My boyfriend was able to come visit, but he had to be home for our daughter as well. While it was only from Sunday afternoon until Tuesday afternoon, it was the longest days of my life. My  son was cranky the whole time obviously, and I was extremely lonely. For the times we were left alone I was either fighting with him or crying while watching him sleep, completely blaming myself for what had happened.. I had a few books with me but when he was asleep wanted to keep the lights off so he would be as rested as possible and Children’s Hospital is one of the only places without internet in patient rooms.  Thankfully I do have twitter and face book on my blackberry which allowed me some interaction.

I have to give a huge shout out to “Hockey Wife”,  I don’t know her name, and even if I did I wouldn’t tell you but we were able to have some conversation via twitter and it helped keep me sane. Check out her blog , an insightful look into the other half of hockey players. Another big shout out to Eric Johnson, the guy who pimps  Homicide Luke’s Character on the tv show Rookie Blue (He's awesome…even if he is an Oiler's fan. Give him a follow on twitter ).  Thanks for taking the time to ask how my son was, and have little chats, it meant the world to me at a time I felt completely and utterly alone. To everyone else who messaged me or tried to call as well, thank you (specifically Candy and Martin). To those who didn't, its amazing how fast I've figured out who my true friends are.

I’ve rambled on long enough that you’re probably wondering how this has anything to do with hockey eh? Well, I’ve always had huge respect for the players when I see them visiting children and families at places like BC’s Children’s Hospital and Canuck Place. That has grown even more now. I can not even begin to imagine what it feels like to be a parent and know that either your child is not going to get better, or not knowing exactly what is wrong. After being scared, and alone in hospital with my child I can see how something like a little visit from these players would brighten my day, as well as my child’s (if he was a little older I think). In my time in the hospital I heard of 2 children that did not make it through the night, I felt horrible even though I never even saw them. So, from even another point of view, I have no idea how the players go into these hospitals, see what they see, and manage to keep a smile on their faces. For the ones with children themselves I imagine it must be extremely hard. Words can not express how much appreciation and respect I have for these players and what they are able to do off ice.

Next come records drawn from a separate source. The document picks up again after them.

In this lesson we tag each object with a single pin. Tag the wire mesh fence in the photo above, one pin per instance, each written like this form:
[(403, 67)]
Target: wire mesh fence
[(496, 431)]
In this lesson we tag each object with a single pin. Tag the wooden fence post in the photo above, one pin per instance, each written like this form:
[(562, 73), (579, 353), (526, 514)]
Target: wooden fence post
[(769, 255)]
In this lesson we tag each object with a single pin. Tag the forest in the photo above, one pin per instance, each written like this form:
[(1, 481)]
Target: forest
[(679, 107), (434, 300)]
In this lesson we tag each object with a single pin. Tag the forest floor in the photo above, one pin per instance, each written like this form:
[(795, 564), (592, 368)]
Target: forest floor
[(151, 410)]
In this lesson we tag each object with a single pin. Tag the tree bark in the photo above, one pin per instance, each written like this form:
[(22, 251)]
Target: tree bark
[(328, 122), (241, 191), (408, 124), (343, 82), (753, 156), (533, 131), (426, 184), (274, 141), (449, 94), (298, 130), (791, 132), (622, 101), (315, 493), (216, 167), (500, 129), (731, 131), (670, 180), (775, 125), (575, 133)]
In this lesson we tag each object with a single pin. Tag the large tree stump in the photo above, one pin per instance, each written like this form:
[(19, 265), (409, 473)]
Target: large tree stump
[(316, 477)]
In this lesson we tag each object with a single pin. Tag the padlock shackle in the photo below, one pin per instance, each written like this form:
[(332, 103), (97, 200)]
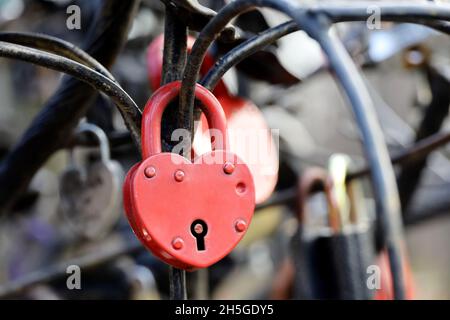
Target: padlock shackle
[(99, 134), (154, 110), (308, 183), (155, 57)]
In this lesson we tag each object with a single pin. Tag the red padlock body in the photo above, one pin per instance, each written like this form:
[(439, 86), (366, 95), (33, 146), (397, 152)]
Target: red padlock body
[(242, 116), (161, 206), (251, 139), (165, 209), (387, 291)]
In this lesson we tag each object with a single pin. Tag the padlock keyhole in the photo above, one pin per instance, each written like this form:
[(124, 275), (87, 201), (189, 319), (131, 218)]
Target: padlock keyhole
[(199, 230)]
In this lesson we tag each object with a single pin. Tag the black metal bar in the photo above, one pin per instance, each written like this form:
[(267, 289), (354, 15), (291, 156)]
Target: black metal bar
[(49, 130), (175, 52), (435, 114)]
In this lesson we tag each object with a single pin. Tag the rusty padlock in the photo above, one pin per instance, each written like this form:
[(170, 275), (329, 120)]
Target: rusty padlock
[(250, 136), (189, 214)]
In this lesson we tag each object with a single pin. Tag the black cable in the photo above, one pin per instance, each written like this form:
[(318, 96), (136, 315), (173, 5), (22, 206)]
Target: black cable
[(244, 50), (267, 37), (127, 107), (174, 61), (56, 46)]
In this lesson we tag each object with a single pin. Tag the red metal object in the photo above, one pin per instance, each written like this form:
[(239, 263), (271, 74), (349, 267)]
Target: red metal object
[(166, 195), (244, 119)]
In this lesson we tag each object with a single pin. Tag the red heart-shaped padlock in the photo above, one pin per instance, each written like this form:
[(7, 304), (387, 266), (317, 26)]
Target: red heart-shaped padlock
[(189, 214)]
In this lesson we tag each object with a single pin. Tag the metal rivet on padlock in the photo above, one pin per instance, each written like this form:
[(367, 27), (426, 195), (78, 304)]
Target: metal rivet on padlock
[(90, 196), (189, 214)]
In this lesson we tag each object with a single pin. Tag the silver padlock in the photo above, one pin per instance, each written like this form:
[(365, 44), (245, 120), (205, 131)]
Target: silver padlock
[(91, 195)]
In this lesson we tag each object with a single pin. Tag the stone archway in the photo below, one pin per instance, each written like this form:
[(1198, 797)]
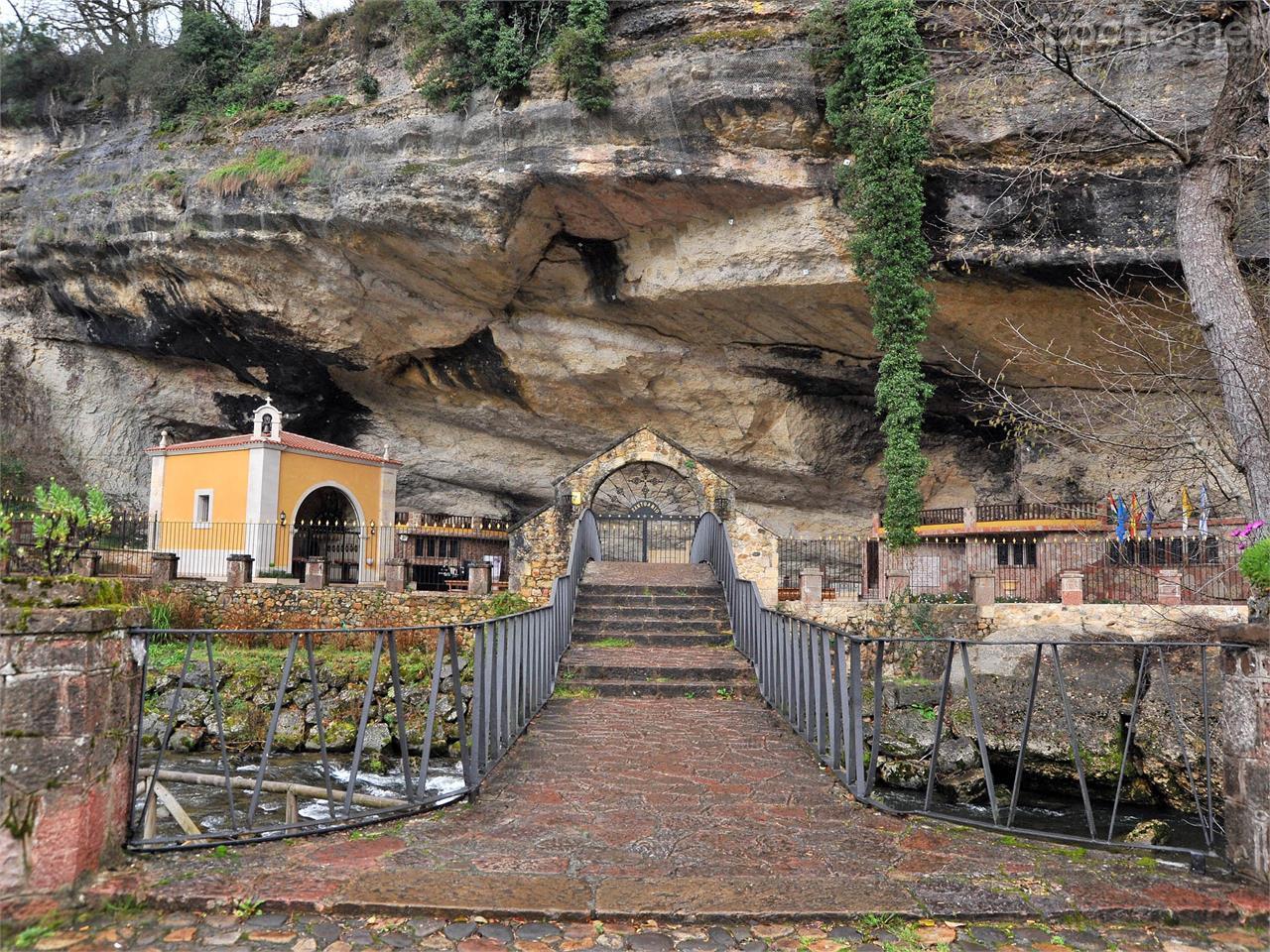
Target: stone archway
[(645, 489), (327, 525)]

On a much smaller less important note, not having the internet meant that I could not watch the Canucks game on the Monday. In the grand scheme of things, it really didn't matter. However, if there had been internet I would of been able to watch it while my son slept, and perhaps relax a little even though the game did not go that well.


  1. Hi, I just found your blog through the lovely hockey wife :) I can't believe the doctor's response was 'typical canadian beaver' what a typical German ass answer! I am glad your little ones are ok now. I am living in Germany right now, following my love around for hockey. Looking forward to finding out more about your life through your blogs :) All the best,

  2. She was also an hour and a half late with that appointment and didn't apologize. I can see a doctor being 15-20 minutes late, thats normal but an hour and a half?!?!? I don't even want to go back to her, trying to find a new doctor for myself and my daughter. Luckily my son was 'assigned' a pediatrician while in the hospital, might see if he will take my daughter as well.

  3. Oh, man, scary stuff, Christine! I'm so glad they got things figured out finally and I hope he is going to be okay. Big thumbs down to doctors who arrogantly dismiss their patients concerns, especially with lame, stupid attempts at humour like the beaver comment.